Mar 182013
 

There is one important difference between those of you who sleep well and insomniacs. Insomniacs have a higher core body temperature than those that sleep well throughout the night.

When you sleep well, your core body temperature decreases at the onset of sleep, and continues to decrease as you go deeper into sleep. Then your core body temperature increases as you approach a waking period. When you don’t sleep well, your core body temperature doesn’t decrease as much as it should to induce a high quality of sleep. And glycine helps to reduce your core body temperature to induce the quality of sleep that you need to sleep soundly throughout the night.

What Is Glycine?

Glycine is an amino acid that, just like GABA, acts as an inhibitory neurotransmitter in your brain. As was stated in Part 1 of this series, GABA calms your brain and central nervous system to help you go and stay asleep. Whereas glycine reduces your core body temperature, which in turn induces sleep and maintains a good quality of sleep.

Glycine is readily available in most health stores as a supplement. I prefer the powder form. And just a little scope of powder is all that you need to get a good night’s sleep. It has a peasant sweet taste and quickly dissolves in liquid.

Alternative Ways To Decrease Your Core Body Temperature

Keep your bedroom cool. Research shows that you can decrease your core body temperature and improve your sleep quality by keeping your bedroom between 60 and 68 degrees F.

If you think that temperature range is too cold, drink chamomile tea about an hour before bedtime. Chamomile tea is known to increase glycine levels, and it taste good too. I not only drink chamomile tea, but I add glycine powder to the tea as well. Ever since I started drinking this combination an hour before bedtime, my sleep quality has drastically improved.

Summary

Increased levels of two inhibitory neurotransmitters in your brain are known to improve quality of sleep. GABA calms your nervous system, and increased levels close to bedtime helps induce sleep. Glycine lowers your core body temperature that recent research shows is essential for a good quality of sleep.

GABA levels can be increased with valerian root and yoga exercises. These methods, however, may take several weeks to increase GABA levels to the extent that is required to help you sleep better.

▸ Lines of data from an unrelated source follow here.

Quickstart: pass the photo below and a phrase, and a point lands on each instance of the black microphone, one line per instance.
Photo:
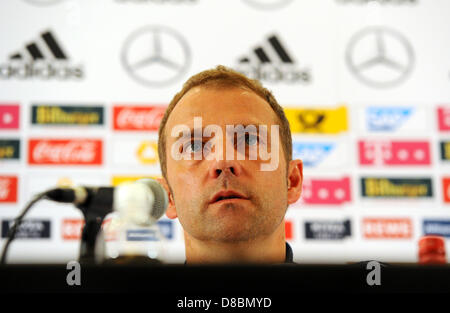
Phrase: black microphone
(152, 197)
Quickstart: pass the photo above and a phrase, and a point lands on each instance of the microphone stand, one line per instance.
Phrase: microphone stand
(94, 210)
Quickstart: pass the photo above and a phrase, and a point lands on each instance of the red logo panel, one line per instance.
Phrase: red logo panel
(138, 118)
(444, 118)
(446, 189)
(288, 230)
(65, 152)
(394, 153)
(8, 189)
(9, 116)
(326, 191)
(387, 228)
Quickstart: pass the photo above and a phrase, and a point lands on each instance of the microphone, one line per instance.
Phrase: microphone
(138, 204)
(144, 201)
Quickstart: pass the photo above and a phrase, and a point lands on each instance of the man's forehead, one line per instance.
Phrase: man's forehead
(222, 106)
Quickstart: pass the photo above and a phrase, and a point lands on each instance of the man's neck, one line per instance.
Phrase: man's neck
(269, 250)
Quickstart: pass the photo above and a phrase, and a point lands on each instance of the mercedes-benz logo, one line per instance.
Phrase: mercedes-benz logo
(267, 4)
(380, 57)
(156, 55)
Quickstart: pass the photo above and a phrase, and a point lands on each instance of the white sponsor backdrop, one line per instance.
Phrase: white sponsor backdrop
(365, 55)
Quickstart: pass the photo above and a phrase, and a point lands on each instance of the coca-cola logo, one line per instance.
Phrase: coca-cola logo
(387, 152)
(68, 152)
(387, 228)
(137, 118)
(326, 191)
(71, 229)
(8, 189)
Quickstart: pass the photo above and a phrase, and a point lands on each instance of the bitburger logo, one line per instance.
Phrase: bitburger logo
(42, 59)
(272, 63)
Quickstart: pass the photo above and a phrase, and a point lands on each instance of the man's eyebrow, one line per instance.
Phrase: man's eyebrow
(192, 130)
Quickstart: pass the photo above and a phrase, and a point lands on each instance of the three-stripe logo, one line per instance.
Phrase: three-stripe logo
(272, 62)
(36, 53)
(42, 58)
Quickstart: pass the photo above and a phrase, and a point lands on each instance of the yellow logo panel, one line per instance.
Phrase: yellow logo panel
(117, 180)
(317, 120)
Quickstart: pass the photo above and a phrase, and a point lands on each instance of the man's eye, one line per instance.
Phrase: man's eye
(251, 140)
(193, 146)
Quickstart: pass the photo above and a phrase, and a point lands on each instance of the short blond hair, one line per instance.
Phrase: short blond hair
(223, 77)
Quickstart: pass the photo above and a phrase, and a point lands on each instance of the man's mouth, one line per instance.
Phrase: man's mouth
(227, 195)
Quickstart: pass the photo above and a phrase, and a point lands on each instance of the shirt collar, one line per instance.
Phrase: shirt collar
(289, 255)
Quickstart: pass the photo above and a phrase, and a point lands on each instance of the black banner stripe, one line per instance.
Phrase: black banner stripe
(262, 56)
(53, 46)
(280, 50)
(33, 49)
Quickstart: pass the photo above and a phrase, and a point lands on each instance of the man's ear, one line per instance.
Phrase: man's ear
(295, 180)
(171, 211)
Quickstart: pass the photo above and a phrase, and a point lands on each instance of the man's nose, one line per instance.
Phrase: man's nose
(225, 167)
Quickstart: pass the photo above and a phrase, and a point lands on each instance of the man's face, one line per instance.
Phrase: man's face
(259, 198)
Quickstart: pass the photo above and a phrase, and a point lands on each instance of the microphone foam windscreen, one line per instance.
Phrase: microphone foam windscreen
(160, 194)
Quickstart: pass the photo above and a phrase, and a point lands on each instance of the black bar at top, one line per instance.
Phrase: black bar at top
(33, 49)
(280, 50)
(16, 56)
(262, 56)
(53, 45)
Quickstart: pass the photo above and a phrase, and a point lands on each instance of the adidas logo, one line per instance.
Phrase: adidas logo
(43, 59)
(272, 63)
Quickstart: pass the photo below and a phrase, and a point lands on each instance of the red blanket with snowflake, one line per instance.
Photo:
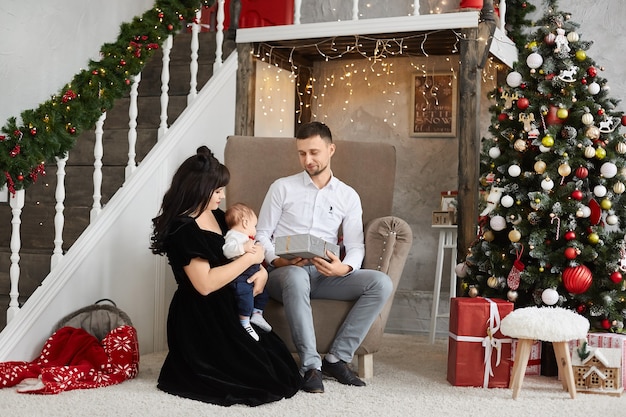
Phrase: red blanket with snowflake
(74, 359)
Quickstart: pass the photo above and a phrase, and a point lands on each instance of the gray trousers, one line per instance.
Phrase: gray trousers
(295, 286)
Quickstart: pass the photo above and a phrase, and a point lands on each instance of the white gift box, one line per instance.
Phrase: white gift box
(303, 246)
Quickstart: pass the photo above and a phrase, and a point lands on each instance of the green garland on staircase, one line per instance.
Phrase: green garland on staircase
(50, 130)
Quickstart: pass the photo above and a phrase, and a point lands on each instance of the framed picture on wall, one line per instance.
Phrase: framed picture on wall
(434, 105)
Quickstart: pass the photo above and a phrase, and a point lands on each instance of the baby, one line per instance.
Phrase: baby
(239, 239)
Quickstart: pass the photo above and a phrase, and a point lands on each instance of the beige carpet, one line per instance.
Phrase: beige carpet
(409, 380)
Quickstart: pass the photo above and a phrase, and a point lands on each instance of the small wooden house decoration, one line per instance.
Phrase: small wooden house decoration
(598, 370)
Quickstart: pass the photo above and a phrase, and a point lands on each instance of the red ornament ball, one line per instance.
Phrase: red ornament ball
(523, 103)
(570, 235)
(570, 253)
(577, 279)
(616, 277)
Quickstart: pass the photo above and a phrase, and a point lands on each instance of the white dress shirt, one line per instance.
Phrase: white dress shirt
(294, 205)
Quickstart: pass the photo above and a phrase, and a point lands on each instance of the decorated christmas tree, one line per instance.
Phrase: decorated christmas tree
(551, 225)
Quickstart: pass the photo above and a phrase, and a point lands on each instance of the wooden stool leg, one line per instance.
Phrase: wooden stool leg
(564, 361)
(522, 353)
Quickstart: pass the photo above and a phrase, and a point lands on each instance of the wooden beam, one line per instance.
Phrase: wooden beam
(469, 139)
(245, 91)
(486, 29)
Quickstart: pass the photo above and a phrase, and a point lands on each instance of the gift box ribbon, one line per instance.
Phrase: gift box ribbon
(489, 342)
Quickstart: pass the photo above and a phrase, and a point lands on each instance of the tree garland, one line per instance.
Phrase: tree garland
(50, 131)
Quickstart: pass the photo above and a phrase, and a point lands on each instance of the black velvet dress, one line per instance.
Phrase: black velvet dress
(211, 358)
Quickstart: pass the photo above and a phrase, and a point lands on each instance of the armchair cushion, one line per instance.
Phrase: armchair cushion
(370, 169)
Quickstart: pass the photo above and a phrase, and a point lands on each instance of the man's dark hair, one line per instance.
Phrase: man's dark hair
(311, 129)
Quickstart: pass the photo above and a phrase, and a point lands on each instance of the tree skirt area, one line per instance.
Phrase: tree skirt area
(409, 379)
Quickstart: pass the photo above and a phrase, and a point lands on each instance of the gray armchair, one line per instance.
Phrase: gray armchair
(255, 162)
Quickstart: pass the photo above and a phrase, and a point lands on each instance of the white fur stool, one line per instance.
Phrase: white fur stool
(548, 324)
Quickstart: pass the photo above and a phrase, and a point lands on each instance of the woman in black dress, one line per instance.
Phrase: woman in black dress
(211, 358)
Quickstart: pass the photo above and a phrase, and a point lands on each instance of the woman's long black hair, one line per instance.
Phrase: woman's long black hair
(192, 186)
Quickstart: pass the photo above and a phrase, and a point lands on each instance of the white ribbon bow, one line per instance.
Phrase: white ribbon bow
(489, 342)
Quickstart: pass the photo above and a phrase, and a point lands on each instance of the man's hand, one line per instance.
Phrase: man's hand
(334, 268)
(278, 262)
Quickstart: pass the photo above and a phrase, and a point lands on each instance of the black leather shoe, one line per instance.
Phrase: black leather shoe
(313, 381)
(341, 372)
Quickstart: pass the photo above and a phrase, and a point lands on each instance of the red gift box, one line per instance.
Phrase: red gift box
(534, 360)
(478, 354)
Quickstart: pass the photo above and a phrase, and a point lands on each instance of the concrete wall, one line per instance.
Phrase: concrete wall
(428, 166)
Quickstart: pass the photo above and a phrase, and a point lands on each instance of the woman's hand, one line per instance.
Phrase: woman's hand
(259, 279)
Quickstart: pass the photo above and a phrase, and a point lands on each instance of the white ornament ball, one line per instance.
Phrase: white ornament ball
(494, 152)
(608, 170)
(520, 145)
(599, 190)
(540, 167)
(547, 184)
(572, 37)
(612, 219)
(507, 201)
(497, 223)
(515, 170)
(461, 270)
(550, 296)
(514, 79)
(534, 60)
(593, 88)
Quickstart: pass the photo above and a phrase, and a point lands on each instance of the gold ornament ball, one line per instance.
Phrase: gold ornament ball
(547, 141)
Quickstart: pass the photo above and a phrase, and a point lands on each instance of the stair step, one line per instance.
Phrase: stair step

Glycine supplements has a more immediate effect on giving you better quality sleep. These supplements are easy to find in health stores, and has few if any side effects. You can also drink chamomile tea, which increases glycine levels in your body. Or you can do what I do and add a small amount of glycine powder to chamomile tea and start sleeping better almost immediately.

Sources:

Research: The Effects of Glycine
Research: Glycine Ingestion Improves Subjective Sleep Quality
Journal of Pharmacological Sciences: Glycine Improves the Quality of Sleep
Research: Rapid Decline in Body Temperature Before Sleep
Research: Do Chronic Primary Insomniacs Have Impaired Heat Loss When Attempting Sleep?
Research: The Relationship Between Insomnia And Body Temperatures
The New York Times: The Claim: Cold Temperatures Improve Sleep
ScienceDaily: Chamomile Tea: New Evidence Supports Health Benefits
Research: Glycine Improves the Quality of Sleep
What is Glycine?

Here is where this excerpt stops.